Eighteen-year old Immaculate Efossi escaped from Mamfe, an English-speaking southwestern town, in February after armed men torched a girls’ school dormitory. She says she spent two months living in the courtyard of the Roman Catholic church cathedral in French-speaking Douala.
Efossi says a man who promised her a domestic worker job instead abused her.
"I did every work, cleaning the house, cleaning the children and dresses and then cooking, yet I had only one meal each day," said Efossi. "He kept on promising to pay my salary which he never paid for seven months. Honestly I could not leave his house despite the abuse because I had nowhere to go."
Efossi said she was directed by a friend who left Mamfe and was abused sexually for a year to Women's Rights, a female activist group. Women's Rights says the man who abused Efossi and 11 other displaced girls and women is now facing charges in Douala.
Cameroon’s government says children in the troubled western regions face violence, kidnapping, rape, being forced out of schools and into early marriage, and recruitment by armed groups.
When they escape to French-speaking towns for safety, many become homeless, lack an education and are forced into prostitution and hard labor in plantations. Some are raped, arbitrarily arrested, detained and tortured.
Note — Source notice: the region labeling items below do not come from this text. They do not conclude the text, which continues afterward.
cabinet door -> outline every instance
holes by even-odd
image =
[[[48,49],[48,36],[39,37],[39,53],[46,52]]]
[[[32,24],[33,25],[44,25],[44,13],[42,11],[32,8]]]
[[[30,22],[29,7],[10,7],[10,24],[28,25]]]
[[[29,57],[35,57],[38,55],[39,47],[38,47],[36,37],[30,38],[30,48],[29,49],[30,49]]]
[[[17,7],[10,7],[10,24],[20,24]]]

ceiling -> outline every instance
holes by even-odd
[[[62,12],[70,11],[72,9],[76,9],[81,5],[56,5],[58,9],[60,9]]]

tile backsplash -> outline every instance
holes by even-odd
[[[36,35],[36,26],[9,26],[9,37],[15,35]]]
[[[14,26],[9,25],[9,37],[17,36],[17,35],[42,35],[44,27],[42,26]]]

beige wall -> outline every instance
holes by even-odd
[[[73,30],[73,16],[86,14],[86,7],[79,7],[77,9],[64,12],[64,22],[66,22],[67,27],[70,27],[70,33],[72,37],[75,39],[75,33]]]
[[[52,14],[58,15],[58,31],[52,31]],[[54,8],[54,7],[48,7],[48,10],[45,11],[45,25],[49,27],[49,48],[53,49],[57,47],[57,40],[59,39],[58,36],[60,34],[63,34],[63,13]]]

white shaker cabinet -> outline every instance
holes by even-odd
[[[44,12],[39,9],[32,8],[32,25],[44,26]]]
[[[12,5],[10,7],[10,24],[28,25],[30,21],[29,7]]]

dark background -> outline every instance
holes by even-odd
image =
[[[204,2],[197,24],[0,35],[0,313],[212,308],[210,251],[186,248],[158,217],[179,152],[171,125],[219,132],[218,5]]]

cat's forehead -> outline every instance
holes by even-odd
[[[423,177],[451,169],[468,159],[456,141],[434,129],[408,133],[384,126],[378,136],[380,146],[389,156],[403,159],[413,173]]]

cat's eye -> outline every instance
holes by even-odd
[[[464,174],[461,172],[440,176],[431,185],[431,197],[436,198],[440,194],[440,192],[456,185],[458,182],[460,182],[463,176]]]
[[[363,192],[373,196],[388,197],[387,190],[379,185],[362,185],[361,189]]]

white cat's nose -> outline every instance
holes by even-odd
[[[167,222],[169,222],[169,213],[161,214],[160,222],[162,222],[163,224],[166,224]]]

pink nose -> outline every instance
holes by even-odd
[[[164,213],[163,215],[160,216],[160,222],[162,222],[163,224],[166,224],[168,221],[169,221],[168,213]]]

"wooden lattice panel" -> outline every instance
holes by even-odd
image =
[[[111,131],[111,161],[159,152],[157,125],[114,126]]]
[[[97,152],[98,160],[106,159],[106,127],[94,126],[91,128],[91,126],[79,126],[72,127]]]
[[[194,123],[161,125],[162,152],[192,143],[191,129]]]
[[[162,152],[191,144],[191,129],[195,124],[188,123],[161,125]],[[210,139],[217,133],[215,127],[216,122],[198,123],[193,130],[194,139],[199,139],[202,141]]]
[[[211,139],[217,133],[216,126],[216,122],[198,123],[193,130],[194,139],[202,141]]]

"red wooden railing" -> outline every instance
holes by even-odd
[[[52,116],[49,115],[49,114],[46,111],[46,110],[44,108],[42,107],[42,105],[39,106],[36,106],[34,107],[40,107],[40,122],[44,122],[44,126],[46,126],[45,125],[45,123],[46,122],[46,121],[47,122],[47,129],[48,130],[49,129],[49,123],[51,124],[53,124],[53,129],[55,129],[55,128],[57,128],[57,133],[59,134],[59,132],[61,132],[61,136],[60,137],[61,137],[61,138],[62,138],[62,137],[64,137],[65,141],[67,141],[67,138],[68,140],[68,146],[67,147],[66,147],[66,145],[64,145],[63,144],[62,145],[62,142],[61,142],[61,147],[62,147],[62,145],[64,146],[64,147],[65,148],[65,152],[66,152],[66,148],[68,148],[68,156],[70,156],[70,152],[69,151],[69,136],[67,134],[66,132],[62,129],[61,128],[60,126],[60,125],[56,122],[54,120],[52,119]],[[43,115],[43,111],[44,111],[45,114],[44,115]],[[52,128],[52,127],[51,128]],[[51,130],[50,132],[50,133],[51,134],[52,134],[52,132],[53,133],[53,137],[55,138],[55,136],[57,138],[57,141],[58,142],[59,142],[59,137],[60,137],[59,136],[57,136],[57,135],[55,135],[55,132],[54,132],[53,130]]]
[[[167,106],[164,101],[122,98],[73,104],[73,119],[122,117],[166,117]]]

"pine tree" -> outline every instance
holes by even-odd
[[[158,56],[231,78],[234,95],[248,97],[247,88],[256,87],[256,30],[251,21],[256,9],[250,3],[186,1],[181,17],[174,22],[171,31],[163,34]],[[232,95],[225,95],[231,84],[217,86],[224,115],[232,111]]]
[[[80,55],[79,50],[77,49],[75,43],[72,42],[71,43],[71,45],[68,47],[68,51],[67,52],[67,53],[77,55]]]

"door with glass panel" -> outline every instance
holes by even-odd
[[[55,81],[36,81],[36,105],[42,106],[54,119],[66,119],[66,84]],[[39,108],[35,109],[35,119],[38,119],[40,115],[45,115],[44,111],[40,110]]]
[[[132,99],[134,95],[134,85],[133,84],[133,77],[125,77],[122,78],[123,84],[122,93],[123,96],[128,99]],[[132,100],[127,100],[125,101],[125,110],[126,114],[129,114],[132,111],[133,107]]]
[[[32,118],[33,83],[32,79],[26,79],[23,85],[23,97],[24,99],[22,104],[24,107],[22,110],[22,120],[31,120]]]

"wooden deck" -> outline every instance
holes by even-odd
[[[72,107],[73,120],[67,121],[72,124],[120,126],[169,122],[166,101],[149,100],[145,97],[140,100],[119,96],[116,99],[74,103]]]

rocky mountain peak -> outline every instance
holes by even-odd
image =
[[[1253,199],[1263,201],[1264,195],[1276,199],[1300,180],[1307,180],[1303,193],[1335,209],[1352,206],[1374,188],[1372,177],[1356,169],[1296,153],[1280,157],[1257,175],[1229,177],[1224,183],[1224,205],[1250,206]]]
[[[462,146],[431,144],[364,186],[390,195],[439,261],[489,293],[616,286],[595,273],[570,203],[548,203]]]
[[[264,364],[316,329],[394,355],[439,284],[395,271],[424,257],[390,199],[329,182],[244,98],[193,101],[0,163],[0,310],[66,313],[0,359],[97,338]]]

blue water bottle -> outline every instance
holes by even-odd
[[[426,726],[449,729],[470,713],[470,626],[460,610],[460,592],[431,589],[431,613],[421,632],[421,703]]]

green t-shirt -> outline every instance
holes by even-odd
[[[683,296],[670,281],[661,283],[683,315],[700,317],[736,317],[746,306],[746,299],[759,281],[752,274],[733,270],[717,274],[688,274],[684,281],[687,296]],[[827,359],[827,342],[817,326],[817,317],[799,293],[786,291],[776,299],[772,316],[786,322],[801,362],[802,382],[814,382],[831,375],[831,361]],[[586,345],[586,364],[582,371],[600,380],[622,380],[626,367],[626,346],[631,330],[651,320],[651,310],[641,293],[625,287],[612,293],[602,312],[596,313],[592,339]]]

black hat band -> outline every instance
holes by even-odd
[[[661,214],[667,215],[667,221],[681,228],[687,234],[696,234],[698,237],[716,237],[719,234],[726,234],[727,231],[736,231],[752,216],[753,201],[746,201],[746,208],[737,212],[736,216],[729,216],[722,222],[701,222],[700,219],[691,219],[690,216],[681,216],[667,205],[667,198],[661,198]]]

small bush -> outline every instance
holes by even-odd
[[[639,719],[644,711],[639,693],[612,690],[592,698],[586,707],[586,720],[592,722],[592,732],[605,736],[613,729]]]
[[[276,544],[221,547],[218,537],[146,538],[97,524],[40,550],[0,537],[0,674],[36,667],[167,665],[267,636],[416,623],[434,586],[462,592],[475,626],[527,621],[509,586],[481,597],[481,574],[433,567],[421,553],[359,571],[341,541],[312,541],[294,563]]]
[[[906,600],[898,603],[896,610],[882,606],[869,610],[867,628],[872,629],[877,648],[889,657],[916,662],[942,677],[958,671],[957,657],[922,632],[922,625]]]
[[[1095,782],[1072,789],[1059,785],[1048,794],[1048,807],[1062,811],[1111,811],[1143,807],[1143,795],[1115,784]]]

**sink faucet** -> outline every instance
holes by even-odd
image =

Rights groups say it is difficult to know the number of women and girls whose rights are violated because most victims stay quiet for fear of reprisal.
Marie Theres Abena Ondoua is Cameroon's minister of women's empowerment and the family. She says victims should denounce perpetrators of human rights abuses. She says the state will make the accused appear before the courts.
"Our society should banish he numerous manifestations of incivility, such as violence against women," said Ondoua. "The government has made this a major concern through the promotion of the human rights of all citizens. It is extremely important for us to have peace and the promotion of the rule of law."
The U.N. says the separatist crisis in Cameroon's English-speaking regions that degenerated into an armed conflict in 2017 has claimed 3,500 lives and displaced 750,000 people.
Human Rights Day is celebrated every December 10, the day on which, in 1948, the U.N. General Assembly adopted the Universal Declaration of Human Rights.